The law establishes a government-appointed media council to ensure "balanced" reporting, and requires all media types to be registered, including online media such as forums and blogs. Radio and TV stations that break the law can be fined up to up to 730,000 Euro (US$975,000), says IPI.

Thousands of Hungarians protested against the law on 14 January in front of parliament, demanding the government withdraw the legislation. According to news reports, the organisers also launched a movement for press freedom on Facebook. So far, more than 70,000 people have joined the page.

Countries across Europe - worried that the law might have a domino effect - have taken up the cause. Slovaks protesting in front of the Hungarian embassy in Bratislava on 18 January shone flashlights onto the embassy's windows to "repel clouds" over Hungarian democracy and bring light to "the current eclipse of press freedom," reports IPI.

In Austria on 13 January, 11 leading Austrian newspapers published an insert put out by IPI, Reporters Without Borders (RSF) and the Austrian GPA Journalists' Union - calling on the Hungarian government to withdraw the legislation.

"This declaration is also a message to all Austrian politicians who from time to time try to initiate laws which reduce freedom of the media," said IPI.

According to the Committee to Protect Journalists (CPJ), EU Commissioner for the Digital Agenda Neelie Kroes has been an unlikely ally. She said to a meeting of MEPs that "beside specific questions concerning the audiovisual media services directive, the new media law raises broader political questions concerning freedom of expression."

"I am fully confident," she added, "that Hungary, being a democratic country, will take all the necessary steps to ensure that the new media law is implemented in full respect of the European values on media freedom and relevant EU legislation."

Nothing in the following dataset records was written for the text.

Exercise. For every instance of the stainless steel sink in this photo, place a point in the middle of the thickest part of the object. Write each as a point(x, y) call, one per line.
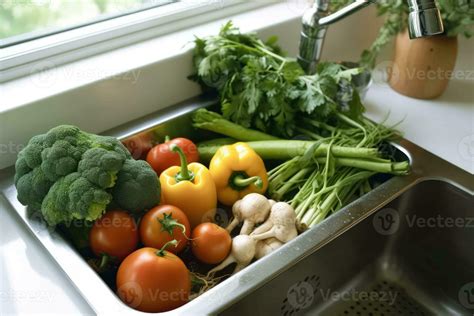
point(375, 245)
point(412, 257)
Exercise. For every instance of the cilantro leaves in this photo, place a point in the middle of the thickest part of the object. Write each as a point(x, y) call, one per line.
point(260, 88)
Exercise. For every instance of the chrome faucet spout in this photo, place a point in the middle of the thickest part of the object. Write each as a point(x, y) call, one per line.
point(424, 19)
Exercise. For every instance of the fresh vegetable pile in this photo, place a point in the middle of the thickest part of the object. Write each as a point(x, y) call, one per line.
point(174, 249)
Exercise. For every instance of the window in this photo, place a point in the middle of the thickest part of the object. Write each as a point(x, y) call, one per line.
point(23, 20)
point(61, 31)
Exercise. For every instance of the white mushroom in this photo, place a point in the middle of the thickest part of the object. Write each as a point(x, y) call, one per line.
point(252, 209)
point(242, 252)
point(264, 247)
point(281, 224)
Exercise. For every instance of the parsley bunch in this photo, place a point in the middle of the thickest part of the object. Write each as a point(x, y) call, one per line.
point(261, 88)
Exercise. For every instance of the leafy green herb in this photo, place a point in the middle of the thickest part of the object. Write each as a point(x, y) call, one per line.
point(261, 88)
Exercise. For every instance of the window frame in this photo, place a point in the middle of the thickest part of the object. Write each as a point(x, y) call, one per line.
point(91, 39)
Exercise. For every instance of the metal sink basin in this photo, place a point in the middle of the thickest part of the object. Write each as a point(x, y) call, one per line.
point(374, 245)
point(412, 257)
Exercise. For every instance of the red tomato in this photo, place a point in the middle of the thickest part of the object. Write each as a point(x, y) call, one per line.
point(114, 234)
point(162, 224)
point(151, 280)
point(210, 243)
point(161, 157)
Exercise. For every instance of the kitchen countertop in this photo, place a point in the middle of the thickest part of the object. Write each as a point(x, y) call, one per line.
point(31, 282)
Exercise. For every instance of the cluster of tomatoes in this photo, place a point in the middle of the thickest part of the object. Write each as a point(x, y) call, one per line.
point(154, 278)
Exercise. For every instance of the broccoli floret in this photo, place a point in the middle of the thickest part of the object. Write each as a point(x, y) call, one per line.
point(60, 159)
point(32, 187)
point(100, 166)
point(74, 197)
point(68, 174)
point(137, 187)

Prime Minister Orban - who was able to push the legislation through parliament with the support of his Fidesz party, which controls two thirds of the body's seats - has vigorously defended the new media law, arguing it was vital to replace the old media law, which was designed under the country's Communist regime.

After talks with European Commission President Jose Manuel Barroso this month, Orban said if EU legal experts found shortcomings in the law, he would be willing to amend it. But Orban has said he was confident the law was not in violation of any EU laws. Brussels is currently undertaking a legal review.